Nicholas Parsons enjoyed a long and varied career encompassing theatre, television, film and radio. He was perhaps best known as the straight man to Arthur Haynes in the '60s, as the presenter of Sale of the Century in the '70s and as the chairman of the long-running Radio 4 panel game Just a Minute.
Along the way, he performed impersonations in the lavatories of a Clydebank engineering yard during the war, was the voice of a Gerry Anderson Texan sheriff, roller-skated in Charlie Girl at the Victoria Palace and appeared in a series of Doctor Who. His comedy chat show at the Edinburgh Fringe Festival ran for eighteen consecutive years.
In My Life In Comedy, Nicholas recalls an extraordinary career that led him to star on the West End stage, work with some of Britain's finest comedians, including Kenneth Williams, Tony Hancock, Benny Hill and Paul Merton, and appear in stockings and suspenders in The Rocky Horror Show.
Funny, thoughtful and at times moving, Nicholas Parsons: With Just a Touch of Hesitation, Repetition and Deviation celebrates a fascinating life in comedy.
English radio and television presenter and actor; best known today for his long-standing position as host of the comedy radio game show Just a Minute since 1967.

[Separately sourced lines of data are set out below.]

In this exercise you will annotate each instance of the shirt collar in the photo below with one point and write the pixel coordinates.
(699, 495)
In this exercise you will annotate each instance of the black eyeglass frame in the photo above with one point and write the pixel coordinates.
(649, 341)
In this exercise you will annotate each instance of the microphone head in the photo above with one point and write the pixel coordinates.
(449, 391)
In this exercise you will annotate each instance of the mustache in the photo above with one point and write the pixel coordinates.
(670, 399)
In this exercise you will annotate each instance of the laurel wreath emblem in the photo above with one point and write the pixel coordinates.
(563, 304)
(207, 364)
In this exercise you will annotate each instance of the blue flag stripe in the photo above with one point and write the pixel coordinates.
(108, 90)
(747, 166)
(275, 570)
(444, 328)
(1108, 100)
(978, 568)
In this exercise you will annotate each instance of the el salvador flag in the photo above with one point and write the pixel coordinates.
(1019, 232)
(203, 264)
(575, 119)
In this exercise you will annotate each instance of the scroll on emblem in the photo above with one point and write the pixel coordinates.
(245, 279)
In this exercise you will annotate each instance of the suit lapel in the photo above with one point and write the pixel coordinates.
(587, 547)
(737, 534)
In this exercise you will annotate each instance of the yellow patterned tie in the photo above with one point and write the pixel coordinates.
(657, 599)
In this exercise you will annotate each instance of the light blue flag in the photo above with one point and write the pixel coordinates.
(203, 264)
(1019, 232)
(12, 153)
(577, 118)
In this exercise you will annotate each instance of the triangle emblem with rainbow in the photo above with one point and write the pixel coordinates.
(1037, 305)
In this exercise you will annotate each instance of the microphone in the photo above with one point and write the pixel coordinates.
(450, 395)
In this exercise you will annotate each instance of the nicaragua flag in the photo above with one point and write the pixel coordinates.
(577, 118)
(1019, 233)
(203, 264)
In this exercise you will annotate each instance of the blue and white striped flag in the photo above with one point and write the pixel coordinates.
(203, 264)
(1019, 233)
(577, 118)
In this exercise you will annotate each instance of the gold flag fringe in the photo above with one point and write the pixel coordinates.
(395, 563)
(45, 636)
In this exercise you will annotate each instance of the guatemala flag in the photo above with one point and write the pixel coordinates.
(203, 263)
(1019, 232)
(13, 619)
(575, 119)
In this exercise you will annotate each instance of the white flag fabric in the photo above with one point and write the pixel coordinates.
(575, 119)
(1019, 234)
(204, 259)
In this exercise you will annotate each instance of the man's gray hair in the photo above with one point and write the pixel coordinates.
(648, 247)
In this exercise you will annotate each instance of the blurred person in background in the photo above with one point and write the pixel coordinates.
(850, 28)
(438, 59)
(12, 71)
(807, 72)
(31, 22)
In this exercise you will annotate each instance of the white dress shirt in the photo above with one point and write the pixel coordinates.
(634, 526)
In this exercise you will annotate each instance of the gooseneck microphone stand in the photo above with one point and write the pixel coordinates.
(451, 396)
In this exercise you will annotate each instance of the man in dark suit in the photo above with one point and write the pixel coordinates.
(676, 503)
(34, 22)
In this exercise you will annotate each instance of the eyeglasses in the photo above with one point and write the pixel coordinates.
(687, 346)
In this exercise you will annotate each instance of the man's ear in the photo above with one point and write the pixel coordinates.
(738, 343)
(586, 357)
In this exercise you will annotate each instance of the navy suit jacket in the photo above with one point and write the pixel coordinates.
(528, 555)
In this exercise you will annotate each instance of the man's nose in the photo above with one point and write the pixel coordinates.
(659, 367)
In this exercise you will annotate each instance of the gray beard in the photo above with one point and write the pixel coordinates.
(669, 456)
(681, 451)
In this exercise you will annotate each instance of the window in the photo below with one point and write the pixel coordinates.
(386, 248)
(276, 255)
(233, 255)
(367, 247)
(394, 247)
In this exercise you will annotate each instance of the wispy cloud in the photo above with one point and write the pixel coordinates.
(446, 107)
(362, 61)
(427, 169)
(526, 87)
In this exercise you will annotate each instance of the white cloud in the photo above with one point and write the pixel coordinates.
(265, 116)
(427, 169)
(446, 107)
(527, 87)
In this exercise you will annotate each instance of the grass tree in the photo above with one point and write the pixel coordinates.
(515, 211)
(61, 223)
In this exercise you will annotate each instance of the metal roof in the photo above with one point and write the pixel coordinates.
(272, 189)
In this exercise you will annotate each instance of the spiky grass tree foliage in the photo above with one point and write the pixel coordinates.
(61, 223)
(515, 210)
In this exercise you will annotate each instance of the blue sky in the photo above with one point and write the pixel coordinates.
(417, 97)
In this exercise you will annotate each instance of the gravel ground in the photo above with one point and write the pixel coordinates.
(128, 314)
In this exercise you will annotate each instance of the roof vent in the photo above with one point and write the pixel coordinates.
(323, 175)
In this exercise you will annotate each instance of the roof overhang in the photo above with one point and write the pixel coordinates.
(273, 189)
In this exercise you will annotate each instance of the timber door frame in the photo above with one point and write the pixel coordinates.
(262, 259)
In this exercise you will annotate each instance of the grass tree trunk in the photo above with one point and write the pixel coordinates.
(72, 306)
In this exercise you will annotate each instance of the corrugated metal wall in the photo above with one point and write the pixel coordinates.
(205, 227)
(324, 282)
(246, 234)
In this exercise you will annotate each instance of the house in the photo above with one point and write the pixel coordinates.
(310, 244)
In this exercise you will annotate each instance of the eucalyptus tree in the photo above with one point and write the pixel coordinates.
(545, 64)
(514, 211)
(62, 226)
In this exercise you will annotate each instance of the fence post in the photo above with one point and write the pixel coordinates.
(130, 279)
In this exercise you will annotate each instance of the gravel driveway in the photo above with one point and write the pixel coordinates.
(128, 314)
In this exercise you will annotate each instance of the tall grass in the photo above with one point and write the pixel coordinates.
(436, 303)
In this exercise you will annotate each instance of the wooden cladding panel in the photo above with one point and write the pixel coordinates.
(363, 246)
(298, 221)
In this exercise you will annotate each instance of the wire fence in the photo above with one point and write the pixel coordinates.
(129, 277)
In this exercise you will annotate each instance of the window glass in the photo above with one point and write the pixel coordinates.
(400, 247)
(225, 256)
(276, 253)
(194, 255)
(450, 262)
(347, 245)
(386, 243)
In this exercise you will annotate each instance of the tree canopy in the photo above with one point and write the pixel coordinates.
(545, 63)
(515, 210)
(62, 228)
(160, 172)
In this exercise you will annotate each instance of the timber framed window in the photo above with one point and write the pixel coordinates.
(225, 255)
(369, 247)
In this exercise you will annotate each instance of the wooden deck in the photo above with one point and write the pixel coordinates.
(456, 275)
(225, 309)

Probably in common with a lot of people all I really know of Nicholas Parsons is Just A Minute, and Sale of the Century. However following his excellent history of Just a Minute, I decided it would be interesting to try out his autobiography. I am really pleased I did. I was, I will admit, amazed at just how much he has done over the years. The book follows, in the main, his professional career, barely touching on his private life. The exception to this is his early life. Starting off with his acting as a clown after his first trip to the circus, and then through his school days. Despite his desire to persue a career in show business, he ended up at his parents insistence apprenticing as an engineer in Clydebank. There is something about the idea of Nicholas in Glasgow that rather appeals to me. Even at this stage though, he was still attempting to break into show business, working in theatres as an actor and comedian. From there returning back south, and with his eventual parents blessing, entertainment turned into his full time profession. This is where the story really takes off. Going through each stage of his career, stage and screen, both small and large, and of course not forgetting radio. JAM gets a full chapter to itself. The story is told with the customary wit and good humour you would expect from him. The anecdotes and stories flow out, somehow managing to link disparate stories together, with an ease that doesn't make you realise he's shot off on a tangent. He has, at one time or another, worked with virtually every big name in Britain, and he has the stories to prove it. The wonderful thing about his anecdotes and stories is very rarely does any one come out of them looking bad. There are only a couple of comedians who get criticised, rightly as it turns out. On the whole he is positive and polite about everyone. It would be easy for him to dish dirt, but you get the feeling that really isn't his style. This does make the book very bright and quite uplifting. This is a fascinating look at his professional life. The joys and the humps. The glory and the pitfalls. I really can't recall the last time I enjoyed an autobiography so much.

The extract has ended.